Harte got an uneasy, unexpected feeling of his own in April 2021 when photographs of the clay mould for the sculpture leaked to townsfolk in Ennistymon and elicited swift excoriation on social media. The sculpture was called ugly, frightening and hideous. The council was so taken aback it told Harte to pause the work.

When, from his pulpit, the Ennistymon parish priest, Father Willie Cummins, denounced the sculpture as “sinister”, Irish media seized on the story.

“Journalists got on to me. In a moment of weakness I said it was ‘Father Ted stuff’,” said Harte, who compared the row to an episode from the fictional priests on Channel 4’s sitcom. “They never let go of it.”

Aidan Harte’s sculpture of the Púca
Aidan Harte’s sculpture of the Púca – described as ‘sinister’ by a priest. Photograph: Aidan Harte

Everyone seemed to have an opinion about the sculpture – “the scare from Clare” – which, without leaving its studio, spawned editorials, essays, tributes and denunciations.

One man posted a selfie in which he was dressed as a druid and held a placard saying “down with this sort of thing”, a quote from Father Ted. An artist painted a mural depicting the sculpture along with a howling wolf, a fairy and a UFO.

A representative of a tourist attraction in County Monaghan, 150 miles from Clare, lobbied Harte for the sculpture by penning a fictional short story entitled I Púca.

A songwriter called Frank Callery composed a song lauding the sculpture but another composer – Enda Haran – wrote a riposte that envisaged blowing it up. “Your ugly horse can kiss my ’orse,” said one line.

“It was basically a bit of craic with a serious edge to it in that nobody was consulted,” said Haran. “It had nothing to do with religion or the local priest.”

A group calling itself The Burning Pitchforks made a video performing the song, which included a mock execution of someone dressed as a horse.

Rattled by the controversy, the council hired Connect the Dots, a community engagement firm based in Philadelphia and Dublin, to consult Ennistymon residents.

In a poll that attracted 674 responses, 370, or 55%, objected to the púca.
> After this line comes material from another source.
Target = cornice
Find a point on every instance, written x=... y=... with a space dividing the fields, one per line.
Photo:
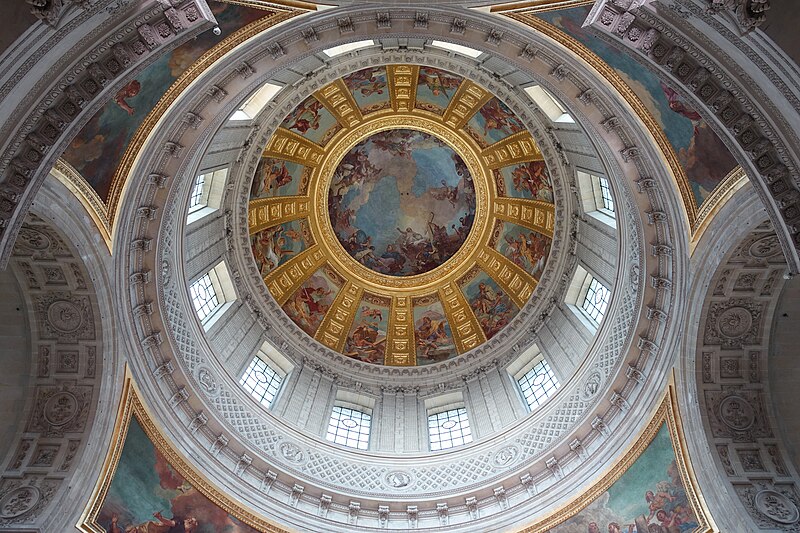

The report noted at least 79 mentions of “ugly”, 10 mentions of “scary”, 11 mentions of “hideous” and eight mentions of “eyesore”. Suggestions for alternative locations included “space near Pluto” and “bottom of the ocean”.

Of the 291, or 44%, who favoured the sculpture, there was praise for its sense of fun and imagination.

“Technically stunning, incredible craft and thematically rich,” said one. “Beautifully encapsulates the essence of the Púca legend – he is not supposed to be a cuddly character,” said another. Celebrities such as Dara Ó Briain, Imelda May and Chris O’Dowd tweeted support.

In January the council decided it would not bring the sculpture to Ennistymon. “Have we really got to the stage where even the auld Púca must be cancelled?” lamented Diarmaid Ferriter, a historian, in the Irish Times.

Last week however the council announced it had found a home at the Michael Cusack Centre – named after a founder of the Gaelic Athletic Association – in the village of Carron, 13 miles east of Ennistymon.

The Michael Cusack Centre in the Burren, County Clare, Ireland.
The Michael Cusack Centre in the Burren, County Clare. Photograph: Brian Morrison/Michael Cusack Centre

“It took a long time to not go very far,” said Harte. “I’m delighted. It’s important that it goes somewhere that it’s loved.”

A documentary maker plans to make a film and a cultural historian is studying the row but Harte wonders if anyone will ever make full sense of it all.

The sculpture is being cast in metal and will be assembled and polished before moving to Carron in June. Harte hopes visitors will be bold enough to rub the Púca’s toe.